Una película que bebe de un subgénero muy exitoso en los años 70 y 80

Denzel Washington es uno de esos actores que mantiene el status de estrella desde hace ya muchos años. Su presencia garantiza taquillas más que aceptables y un cierto reconocimiento artístico. Algo parecido podríamos decir como director de Tony Scott, con una gran capacidad para crear productos entretenidos y de una cierta calidad cinematográfica. Ambos vuelven a coincidir en una producción basada en hechos reales.

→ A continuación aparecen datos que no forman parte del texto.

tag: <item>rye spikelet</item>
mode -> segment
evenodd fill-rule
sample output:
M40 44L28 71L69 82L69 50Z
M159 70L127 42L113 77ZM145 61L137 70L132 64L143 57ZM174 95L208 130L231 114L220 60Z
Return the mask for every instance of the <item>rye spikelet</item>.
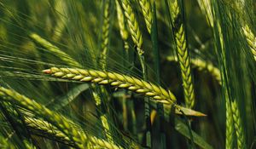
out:
M148 33L151 33L151 26L152 26L152 9L149 0L139 0L140 6L143 10L143 14L146 22L147 29Z
M44 72L51 74L56 77L91 82L98 84L110 84L114 87L127 89L150 96L154 100L165 104L174 104L176 101L176 97L172 93L166 91L160 86L115 72L57 67L51 67L50 69L44 70Z
M110 0L106 0L104 4L103 12L103 26L102 33L102 45L101 45L101 60L102 62L102 66L106 68L107 54L108 51L109 43L109 28L110 28Z
M56 127L60 131L65 134L68 138L78 146L79 148L86 148L87 143L89 141L92 142L94 145L97 145L103 148L111 149L119 149L120 146L107 142L103 140L99 140L95 136L90 136L85 135L82 129L79 128L80 131L78 131L78 128L73 128L71 124L73 123L68 118L55 112L45 106L38 104L33 100L31 100L19 93L7 89L5 88L0 87L0 96L2 99L15 102L19 106L26 108L33 112L36 115L43 117L44 119L49 122L55 127Z
M192 108L195 105L195 92L191 77L190 60L188 50L188 44L185 35L184 25L182 22L182 13L177 0L172 1L171 12L172 27L177 58L181 68L183 85L184 89L185 103L187 107Z
M127 19L128 28L130 30L132 41L137 46L138 54L143 55L144 53L144 51L142 49L143 35L139 29L138 22L128 0L122 0L121 2L125 10L125 15Z
M108 2L109 3L109 2ZM109 9L109 3L107 2L106 6L108 8L108 9ZM109 19L108 20L108 23L109 23ZM108 24L108 23L106 23ZM109 28L109 26L108 27ZM67 65L69 66L76 66L78 67L82 67L81 64L79 64L79 62L77 62L74 59L71 58L67 54L66 54L65 52L61 51L58 47L53 45L52 43L50 43L49 42L48 42L47 40L42 38L40 36L38 36L38 34L35 33L32 33L30 34L30 37L35 40L37 43L38 43L39 44L41 44L42 46L44 46L45 49L47 49L48 50L49 50L50 52L52 52L54 54L55 54L56 56L58 56L60 59L61 59L64 62L66 62ZM106 46L107 49L107 46ZM94 60L94 59L93 59ZM106 62L103 62L102 64L106 64ZM102 66L104 67L104 66ZM102 99L99 96L98 93L96 91L96 87L94 85L92 85L92 94L95 99L95 101L96 103L96 105L101 105L102 103ZM104 91L104 89L102 89ZM106 119L105 115L103 117L101 117L102 119ZM102 125L106 128L105 130L108 130L108 132L109 132L109 127L108 123L104 123L104 122L106 122L106 120L102 120ZM106 134L109 134L109 133L106 133ZM111 138L110 136L108 136L108 138Z
M152 97L154 101L164 103L165 109L171 109L171 105L175 106L176 113L189 116L206 116L176 104L176 97L171 91L154 83L143 81L134 77L125 76L115 72L108 72L96 70L85 70L78 68L57 68L51 67L43 71L46 74L51 74L55 77L67 78L81 82L95 83L98 84L110 84L119 89L127 89L138 94Z
M246 140L241 114L237 106L237 101L235 100L231 102L231 109L233 113L234 125L236 135L237 148L246 148Z

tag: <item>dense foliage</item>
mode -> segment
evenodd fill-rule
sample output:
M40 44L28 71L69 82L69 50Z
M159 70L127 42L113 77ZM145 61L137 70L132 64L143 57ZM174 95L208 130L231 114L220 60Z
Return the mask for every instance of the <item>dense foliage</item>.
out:
M253 1L0 1L0 148L255 148Z

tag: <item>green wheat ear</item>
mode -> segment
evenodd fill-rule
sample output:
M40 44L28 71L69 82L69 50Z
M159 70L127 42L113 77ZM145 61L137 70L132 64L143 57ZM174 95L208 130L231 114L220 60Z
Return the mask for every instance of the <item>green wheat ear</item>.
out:
M187 107L193 108L195 105L195 91L192 83L190 60L186 39L185 26L183 22L183 13L178 0L172 0L170 6L172 20L172 29L177 47L177 58L182 72L183 85Z
M36 115L42 117L46 121L55 126L60 131L65 134L79 148L86 148L88 142L93 143L95 146L102 148L120 149L114 144L106 140L100 140L96 136L89 135L82 130L81 128L73 128L71 124L73 122L68 118L50 111L44 106L42 106L33 100L31 100L19 93L0 87L0 96L3 100L9 102L15 102L17 105L33 112Z
M51 67L50 69L43 71L43 72L63 79L95 83L97 84L110 84L119 89L127 89L131 91L151 97L155 102L166 104L169 108L171 108L171 106L173 106L179 114L182 114L182 111L185 115L205 116L201 112L177 105L176 97L171 91L167 91L160 86L134 77L116 72L78 68Z

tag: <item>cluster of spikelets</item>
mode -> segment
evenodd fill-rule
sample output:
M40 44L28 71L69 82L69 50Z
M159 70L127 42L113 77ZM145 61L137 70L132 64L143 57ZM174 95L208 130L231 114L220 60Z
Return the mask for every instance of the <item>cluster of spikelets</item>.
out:
M248 0L247 3L249 3L249 2L251 1ZM62 3L66 3L64 1ZM90 3L90 1L87 1L87 3ZM94 4L96 3L96 5L99 5L97 2L91 3ZM36 72L36 75L34 75L33 72L29 73L22 72L25 70L22 66L20 66L20 69L19 66L18 69L16 69L15 66L14 66L8 67L13 69L13 72L9 72L8 69L1 71L1 77L8 76L9 77L14 77L26 80L41 77L41 80L43 81L54 80L56 82L65 81L68 83L85 83L90 84L90 87L88 88L90 89L93 102L95 102L95 107L97 109L96 115L97 115L96 117L100 121L101 129L102 129L102 131L96 133L93 130L89 129L87 129L86 127L84 127L84 125L77 123L74 118L73 119L70 117L62 114L61 112L50 109L44 104L38 102L40 99L32 100L26 97L26 94L21 95L13 89L11 85L9 85L8 81L5 82L4 80L1 80L1 113L3 117L4 117L3 119L9 123L10 128L14 129L14 131L17 134L18 138L20 139L20 141L15 144L14 143L15 141L9 140L6 139L7 137L5 135L2 135L2 129L0 129L0 148L15 148L17 146L21 148L38 148L37 143L31 140L32 137L26 138L26 133L25 133L25 135L20 133L23 132L20 130L20 128L22 127L20 126L20 128L19 128L16 127L16 125L24 125L26 129L24 132L29 132L29 135L32 134L43 138L49 138L49 140L60 142L62 145L67 145L69 147L122 149L143 148L146 146L151 148L154 146L153 145L154 134L152 133L153 131L151 129L154 121L157 121L155 120L156 118L153 112L154 111L152 112L150 112L152 109L157 111L160 119L160 123L161 123L161 121L169 122L170 120L173 120L175 129L190 140L189 142L188 141L188 145L192 148L195 148L195 144L201 148L213 148L206 142L202 137L196 134L195 131L191 129L191 126L194 124L193 121L188 120L187 117L184 118L184 121L180 120L181 116L206 116L206 114L202 112L193 110L195 109L198 102L195 89L195 85L194 83L195 76L193 75L193 68L195 68L200 72L202 71L207 72L212 78L217 81L218 85L222 88L222 97L225 103L226 149L236 147L247 148L247 143L248 143L247 142L245 129L245 124L247 123L243 122L242 118L242 106L239 105L239 103L241 103L241 100L239 100L241 95L241 95L235 93L235 91L237 91L237 89L236 87L235 91L233 91L232 89L234 88L232 87L237 84L230 81L234 79L232 75L232 66L234 64L237 64L236 62L233 64L232 60L235 60L236 56L239 57L240 55L235 55L234 54L235 56L231 56L232 58L230 58L229 56L231 55L231 52L229 53L230 50L228 49L231 49L231 46L229 44L230 35L231 39L241 40L241 42L239 46L242 50L236 52L241 54L241 57L239 57L241 60L245 60L242 56L248 55L249 58L247 63L248 66L251 66L249 68L251 69L253 67L253 73L255 72L255 70L253 72L253 66L256 60L256 37L255 32L253 32L253 26L250 21L250 19L253 20L254 16L250 18L250 16L242 12L243 9L246 8L246 3L241 0L236 0L234 3L230 1L215 2L214 0L198 0L198 4L208 21L209 27L213 32L216 44L215 47L217 49L216 53L218 54L218 58L216 58L218 62L213 63L211 62L211 60L191 57L184 3L185 2L183 0L171 0L170 2L164 2L166 9L168 9L167 12L169 13L168 19L170 22L167 26L170 32L172 33L172 48L175 49L173 53L176 54L176 55L172 54L166 56L165 59L171 62L178 63L178 73L182 79L182 89L183 93L183 99L184 100L184 104L181 104L181 100L177 99L175 96L175 94L173 94L170 89L166 89L162 87L160 82L153 83L148 79L149 75L148 75L148 66L146 63L147 57L145 57L145 53L148 51L147 51L147 49L143 47L145 44L143 42L145 43L145 40L143 35L143 33L144 33L143 29L145 28L145 31L147 32L146 33L148 33L152 39L152 44L154 47L153 50L159 53L159 49L157 48L158 29L156 22L158 19L160 20L160 17L157 18L156 14L160 14L160 12L155 8L155 3L157 3L157 2L150 0L105 0L102 3L101 3L102 8L102 12L101 14L102 20L100 29L99 49L95 51L92 50L90 53L90 53L90 54L92 54L90 57L88 56L90 58L90 60L91 60L89 64L92 66L90 68L84 66L83 60L78 60L77 59L73 58L68 52L59 48L63 48L65 46L61 44L58 46L55 45L50 42L50 40L42 37L38 33L37 33L37 32L31 31L27 32L27 37L30 40L33 41L34 43L39 45L50 54L60 59L61 64L65 64L64 66L54 64L54 62L52 62L53 64L49 64L40 60L20 59L15 56L9 55L8 53L5 53L4 54L1 54L0 55L3 61L5 62L13 62L17 60L17 61L21 61L20 66L23 64L26 65L30 62L39 66L39 70L33 70ZM76 5L74 3L73 4ZM1 2L0 5L1 9L8 8ZM58 8L60 9L59 12L62 12L63 14L61 14L64 16L66 14L64 8L67 6L59 3L58 7L61 7ZM113 10L116 10L116 12L113 13ZM232 14L232 11L235 12L234 14ZM8 10L8 12L10 13L10 16L13 16L11 11ZM246 17L242 19L239 18L241 15L246 15ZM61 20L62 24L61 21L60 21L58 22L59 24L56 25L56 26L59 26L58 30L62 31L55 31L55 36L53 37L55 41L61 40L61 32L64 32L65 30L65 23L68 21L67 18L63 18ZM142 20L140 18L142 18ZM116 26L113 25L113 20L118 20ZM143 21L144 26L141 25L140 21ZM231 22L235 22L236 24L234 24L237 26L237 32L234 31L235 33L226 31L228 27L233 26ZM140 72L142 72L140 77L133 76L132 73L119 72L121 71L115 72L108 69L108 67L110 67L109 63L111 61L109 60L109 53L112 52L110 50L111 35L113 33L112 27L118 29L119 33L120 34L120 38L123 42L124 58L128 59L126 60L129 61L130 53L132 52L136 54L137 57L135 57L135 59L139 61L138 69L140 69ZM224 34L224 32L226 32L226 34ZM237 36L239 37L232 35L232 33L234 33L234 35L239 35ZM130 37L131 41L129 40ZM134 49L131 49L132 46L131 45L135 46ZM237 49L239 49L239 47ZM96 53L99 54L99 56L94 55ZM44 55L44 54L42 55ZM159 55L159 57L156 55L154 56L155 58L154 60L156 63L156 70L154 71L160 72L160 66L157 66L156 62L160 60L160 57ZM216 64L218 64L218 66L215 66ZM124 64L123 66L127 67L128 66L127 64ZM3 65L1 67L5 68L5 66ZM44 69L45 67L47 68ZM230 69L230 67L231 68ZM246 68L242 71L245 71L245 69ZM236 71L237 68L233 70ZM255 74L251 76L252 77L247 78L247 83L250 83L251 77L253 80L252 82L255 81ZM236 78L236 77L235 78L238 80L237 78L239 77ZM159 80L160 76L158 76L158 78L154 79ZM114 91L117 89L126 90L122 95L122 100L125 100L123 105L123 119L126 120L126 122L124 122L124 126L122 127L124 127L125 130L129 129L127 126L127 110L131 110L131 115L132 117L132 120L131 121L135 123L132 128L132 133L134 135L138 133L136 126L137 117L135 117L135 106L134 105L127 106L128 101L126 101L126 98L129 97L126 96L132 96L135 94L139 95L140 97L143 98L142 102L144 104L143 119L145 119L144 122L146 126L143 130L143 140L145 140L145 142L142 140L143 139L140 139L139 135L131 135L126 137L125 135L117 130L119 129L117 129L118 126L114 122L116 118L115 114L113 114L115 112L113 112L113 109L114 111L115 108L112 109L112 105L110 104L112 100L113 100L114 99L112 98L114 94L112 93L109 87ZM253 95L252 92L247 92L248 95ZM29 94L27 94L27 95L29 96ZM150 100L148 100L148 99ZM129 102L134 104L133 100ZM67 101L67 104L68 103L69 101ZM252 106L253 107L253 106ZM248 109L251 110L250 108ZM176 115L172 117L172 113L177 114L177 116ZM1 117L1 119L3 117ZM162 125L160 127L162 127ZM160 129L161 129L162 128ZM162 129L160 132L160 140L161 142L160 148L166 148L166 146L165 146L167 143L165 136L166 133L166 132L163 132ZM11 138L11 136L9 136L9 138Z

Aunque ambos se podrían decir que son los nombres que deberían ser el principal reclamo para pasar por taquillas, la verdadera estrella del filme no es otro que el tren desbocado y sin control que llevará por la calle de la amargura a toda Pensilvania. Y es que un tren lleno de material altamente tóxico e inflamable avanza de forma inexorable e incontrolada dejando en su camino un carrusel de caos y destrozos. Y es entonces cuando un experto mecánico ferroviario (Denzel Washington) y un conductor novato (Chris Pine), buscarán la fórmula para intentar detenerlo con tiempo suficiente para evitar una masacre en una zona densamente poblada.

¿No os suena a un argumento visto mil veces? Y es que esto de las películas con un vehículo (terrestre, aéreo o marítimo) descontrolado suele aparecer de forma constante en las exigidas mentes de los guionistas de Hollywood. Aunque no todas pueden ser como la excelente Speed. Pero Imparable no es una mala película. Scott logra imprimir a esta producción un ritmo trepidante y con su impecable puesta en escena, que en eso hay pocos que le puedan mejorar.


Denzel Washington actúa en la misma línea que lleva tanto tiempo: correcto, creíble pero recreándose en sus clichés de estrella. Que conste que es uno de esos actores a los que siempre le pongo buena nota, pero he de reconocer que a veces me gustaría que intentara variar de registro y dejar de ser el eterno héroe (incluso siendo un mafioso y traficante en American Gangster, desprendía ese aire de estrella). En cuanto a Chris Pine mantiene bien el tipo en el duelo interpretativo ante este actor consolidado.

No podría dejar de nombrar a Rosario Dawson, actriz que me enamoró en Siete Almas. En la película de Scott interpreta a una controladora de trenes que mantiene un contacto continuo por radio con los dos protagonistas. Les aporta la calma y la frialdad necesaria en las situaciones más complicadas. En definitiva una película para pasar una tarde comiendo palomitas y que lograr entretener sin pretender buscar nada más.